I was at a finals yesterday for the YPI-Maytree partnership that we’re doing, and one of the groups presented that they had become really passionate about the issue of eating disorders. They had tried to volunteer, but they were too young. So instead, they decided to start a hashtag campaign around eating disorders. They’re trying to raise awareness, and for them, that was a really important first step in advocacy and creating social change.
[Stephen]: You would be interested to hear and maybe to meet the folks, the kids from John McCrae Secondary School up in Ottawa. We just started a podcast series, a weekly broadcast series with them, and they are under the care, and enthusiastic and passionate care, I might add, of Rebecca Chambers, their teacher, who’s teaching grade 10 social studies, grade 11 intro to psych, and what’s the other one that fits into that? There’s another one.
[Stephen]: There’s three of them there. And then the world issues class, grade 12 — these students are invited, encouraged to go out into the community and look for things that require their attention, and you know, dramatically compel them to look and not look away, and then to respond. And it’s tough, because that’s not the way schools generally are set up, but more and more we’re starting to have these conversations.
[Kate]: That’s really interesting. That sounds really neat, and that’s encouraging to hear that there are more and more schools trying to give students the opportunities to go into their communities and learn about these issues, and, as you say, to really engage and to not look away; to try to figure out what they can do to effect change.

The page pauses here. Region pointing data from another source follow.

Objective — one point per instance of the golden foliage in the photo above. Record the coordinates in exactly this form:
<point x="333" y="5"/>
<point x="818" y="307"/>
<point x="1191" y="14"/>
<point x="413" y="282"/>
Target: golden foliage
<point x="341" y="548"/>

[Stephen]: You know, the “not look away” phrase I thought of as I was walking in downtown Toronto with my two young boys over March break, and of course, you encounter people that are sitting on the street and asking for money, and as adults, we tend to look away. With my kids, it was the exact opposite, to the point where we had to stop and go back and respond. Luke wanted to give some money to the man sitting there. But they can’t look away. It’s not a natural thing for them to do, and I’m wondering whether, somewhere along the line, we get so busy and so focused on our own lives that we do look away.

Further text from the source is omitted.